Despite initial challenges, EHRs are being associated with reduced hospital mortality rates
Key Takeaways
Matured-system electronic health records (EHRs) are leading to decreased mortality rates in hospitals. Although all hospitals may not see equal benefits, smaller and nonteaching hospitals stand to benefit the most according to a recent study published in Health Affairs.
Further, these researchers found that hospital characteristics, including size and teaching status, may play an important role in the effects of EHR adoption on mortality rates.
Critics of EHRs deny that EHRs improve clinical care. These results, however, fly in the face of that. Researchers from the University of California, San Francisco, CA—who conducted the study—stressed that these findings highlight the importance of allowing hospitals and staffs to work with the technology and adopt new capabilities.
“In other industries, widespread digitization took a decade to realize improvements,” said senior author Julia Adler-Milstein, PhD, associate professor, Department of Medicine, Philip R. Lee Institute for Health Policy Studies. “It’s a major transformation of the health-care system to go from paper to digital.

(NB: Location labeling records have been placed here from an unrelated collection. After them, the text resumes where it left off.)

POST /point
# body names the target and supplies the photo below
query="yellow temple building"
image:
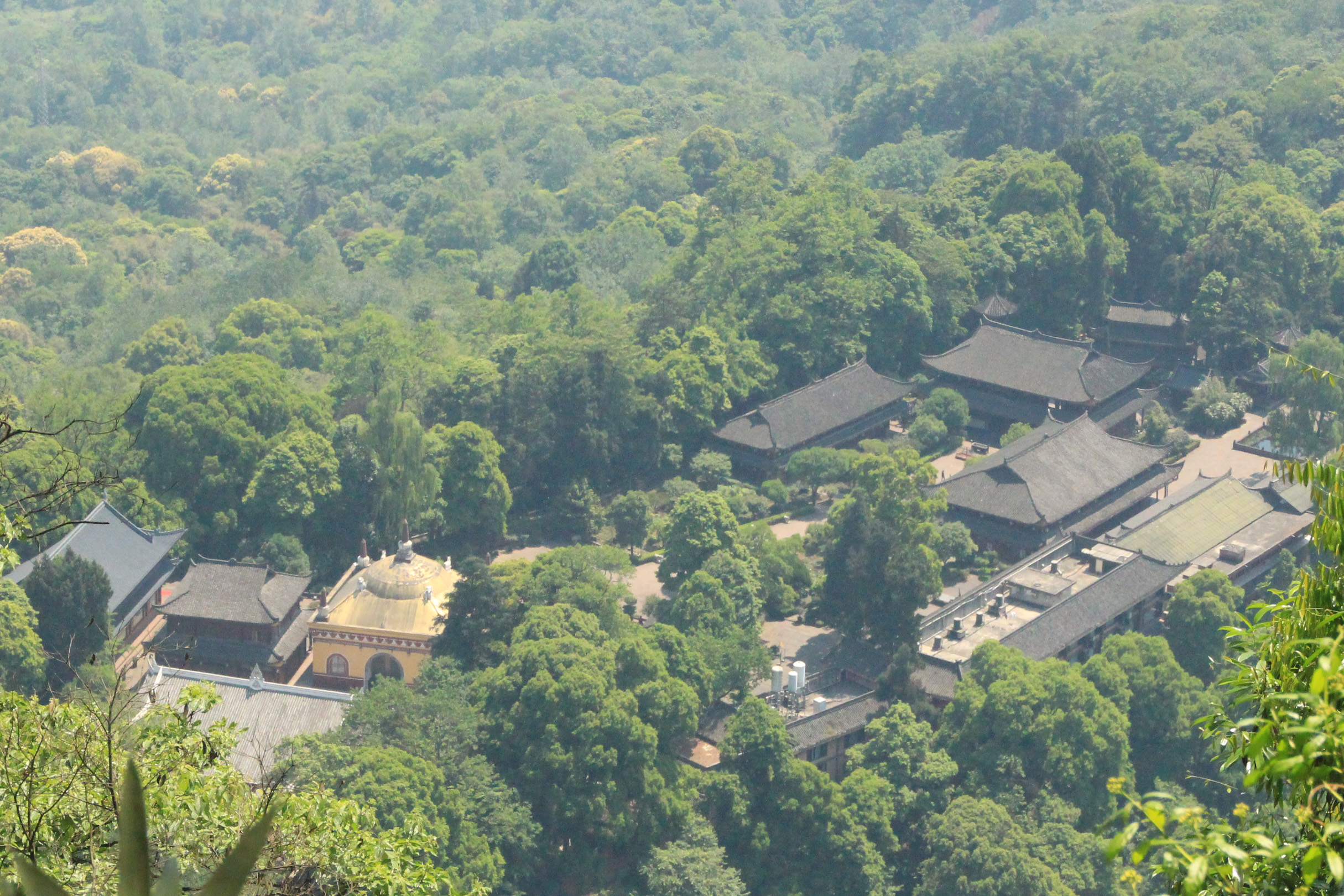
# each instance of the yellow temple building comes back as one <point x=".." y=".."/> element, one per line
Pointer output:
<point x="379" y="618"/>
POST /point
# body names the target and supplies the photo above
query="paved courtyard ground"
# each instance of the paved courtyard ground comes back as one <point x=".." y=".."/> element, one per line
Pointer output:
<point x="1215" y="456"/>
<point x="644" y="584"/>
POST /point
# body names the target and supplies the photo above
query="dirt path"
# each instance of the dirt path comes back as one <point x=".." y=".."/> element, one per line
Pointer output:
<point x="644" y="582"/>
<point x="1215" y="456"/>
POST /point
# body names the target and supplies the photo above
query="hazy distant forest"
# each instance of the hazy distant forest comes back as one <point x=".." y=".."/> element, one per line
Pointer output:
<point x="499" y="268"/>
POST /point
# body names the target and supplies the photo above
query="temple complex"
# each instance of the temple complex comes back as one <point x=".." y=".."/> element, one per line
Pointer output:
<point x="381" y="618"/>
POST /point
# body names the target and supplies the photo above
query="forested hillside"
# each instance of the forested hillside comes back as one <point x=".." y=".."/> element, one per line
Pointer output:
<point x="289" y="273"/>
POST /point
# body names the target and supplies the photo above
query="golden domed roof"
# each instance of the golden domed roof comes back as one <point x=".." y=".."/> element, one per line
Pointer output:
<point x="407" y="575"/>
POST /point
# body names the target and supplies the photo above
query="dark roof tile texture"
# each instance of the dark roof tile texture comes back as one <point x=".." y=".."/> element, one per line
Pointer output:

We are seeing those rewards, but it has taken time and work.”
Dr. Adler-Milstein and colleagues included data from 3,249 hospitals throughout the country and assessed 30-day mortality rates for 15 common conditions in patients aged ≥ 65 years. Data collection began in 2008, when national data were first collected about EHR adoption.
To hone in effectively on the impact of EHR adoption, they assessed three specific phases: baseline EHR functions, maturation of baseline functions, and adoptions of new EHR functions.
“Hospitals implement functionality over time, because it’s really hard to go from fully paper to fully electronic overnight,” said Dr. Adler-Milstein. “We measured EHR adoption in a way that was truer to the way adoption likely occurred. As hospitals added functionalities over time, there was benefit from each of those new features.”
Mean baseline number of basic EHR functions was 5.7, and the mean number of new functions each hospital adopted per year was 0.6. The average baseline risk-adjusted 30-day mortality rate was 13.46 deaths per 100 admissions.
The data showed that baseline adoption was associated with a 0.11 percentage point higher mortality rate per function, but the maturation of these baseline functions was associated with a 0.09 percentage point lower mortality rate per function per year. Finally, they found that the adoption of new EHR functions was associated with a 0.21 percentage point reduction in mortality rate per year per function.
These relationships were driven mainly by the effects in small and nonteaching hospitals, according to Dr. Adler-Milstein et al.
“The fact that small and nonteaching hospitals realized the majority of improvement in mortality rates from EHR adoption is an interesting and important finding,” wrote the authors.
Dr. Adler-Milstein and colleagues hypothesized that smaller and nonteaching hospitals got the most benefit because they, by nature, have fewer efforts to improve hospital quality than larger, teaching hospitals.
When analyzing the difference-in-differences in predicted annual changes in 30-day mortality, they found that average adopters performed significantly better than nonadopters, with 0.67 fewer deaths per 100 admissions. Upon analyzing predicted changes in mortality rates according to hospital characteristics, they found that average adopters performed significantly better than nonadopters if they were urban/suburban or rural, small or medium, nonteaching, and safety-net or nonsafety-net hospitals. For large hospitals and major/minor teaching hospitals, mortality rate differences for average adopters compared with nonadopters were not significant.
“Given our findings that small and nonteaching hospitals have worse mortality rates with a greater number of baseline EHR functions but then realize improvement from maturation and adoption of new functions, another explanation may be that these hospitals had limited resources and experience to support a high-quality initial EHR implementation. Therefore, they may have done a worse job with implementation of baseline functions but learned how to improve new implementation efforts over time,” they wrote.
“There’s been a lot of frustration with EHRs,” concluded Dr. Adler-Milstein. “Our study shows they are improving care. It just may not be as much as providers or policymakers wanted—or come as quickly, or as easily, as they would have liked.”
This study was funded by the John A. Hartford Foundation.